De levering van goederen in het kader van een transportopdracht vormt een essentiële contractuele verplichting van de vervoerder. Het is niet voldoende om de goederen eenvoudigweg voor een magazijn achter te laten; De goederen moeten op zodanige wijze ter beschikking worden gesteld dat de ontvanger zonder belemmering over de vervoerde goederen kan beschikken. Vooral bij de omgang met waardevolle goederen is speciale voorzichtigheid geboden. Uit de jurisprudentie van het Oberlandesgericht München blijkt duidelijk dat het achterlaten van waardevolle goederen voor een leegstaand magazijn als nalatig en roekeloos wordt beschouwd en een gekwalificeerde nalatigheid van de vervoerder vormt.
Uitspraak van het Oberlandesgericht München
Onder levering wordt in principe verstaan het onmiddellijk verkrijgen van het bezit. Het is echter niet noodzakelijk dat de ontvanger de te vervoeren goederen fysiek in handen neemt; Deze moet hem echter op zodanige wijze ter beschikking worden gesteld dat hij zonder verdere belemmeringen over het goed kan beschikken. De bewijslast voor de levering ligt bij de vervoerder.
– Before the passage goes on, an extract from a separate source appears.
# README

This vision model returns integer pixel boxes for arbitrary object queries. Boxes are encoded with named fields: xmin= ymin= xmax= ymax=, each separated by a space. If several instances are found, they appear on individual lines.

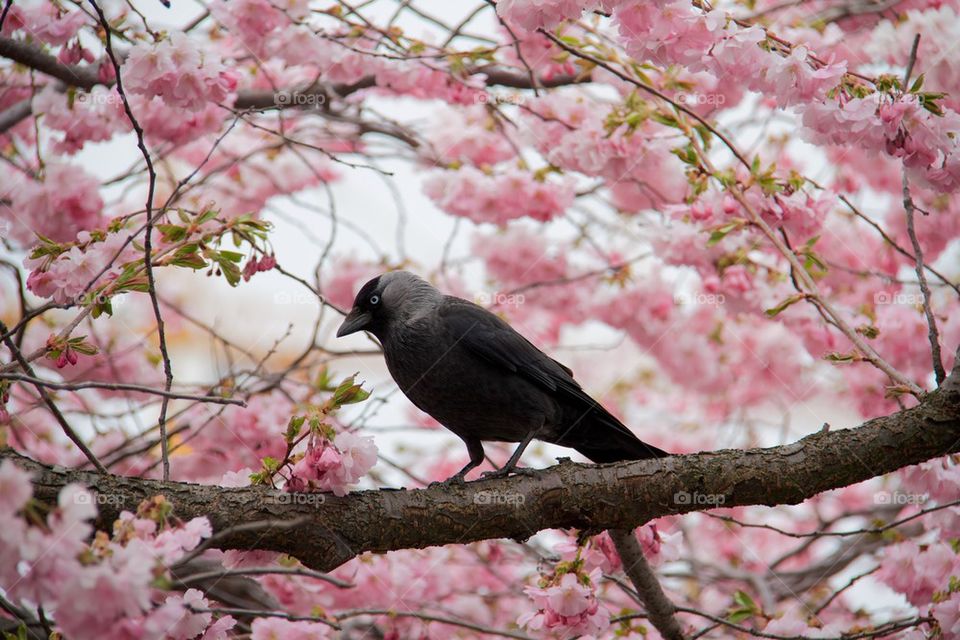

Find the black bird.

Indien de vervoerder de te leveren goederen zonder instructies van de afzender voor een leegstaand magazijn plaatst, geeft dit de ontvanger niet het recht om zonder verdere belemmeringen bezit te nemen van de goederen en is er derhalve geen sprake van levering.
Het achterlaten van waardevolle goederen voor een leegstaande loods is bijzonder nalatig en dus roekeloos en vormt daarom gekwalificeerde nalatigheid van de vervoerder in de zin van § 435 van het Duitse Handelswetboek (HGB). Dit geldt ook als dergelijke praktijken in het verleden herhaaldelijk zijn toegepast. In ieder geval was het waarschijnlijk dat de onbeheerde goederen gestolen waren.
Conclusie
Het achterlaten van waardevolle goederen voor een onbezet magazijn zonder passende veiligheidsmaatregelen vormt ernstige nalatigheid van de vervoerder. Ook al was deze praktijk in het verleden gebruikelijk, in dit geval vormt het gekwalificeerde nalatigheid onder sectie 435 van het Duitse Handelswetboek (HGB). Gezien de nabijheid van mogelijke diefstalrisico's is de vervoerder verantwoordelijk voor een veilige en correcte levering om schade en juridische gevolgen te voorkomen.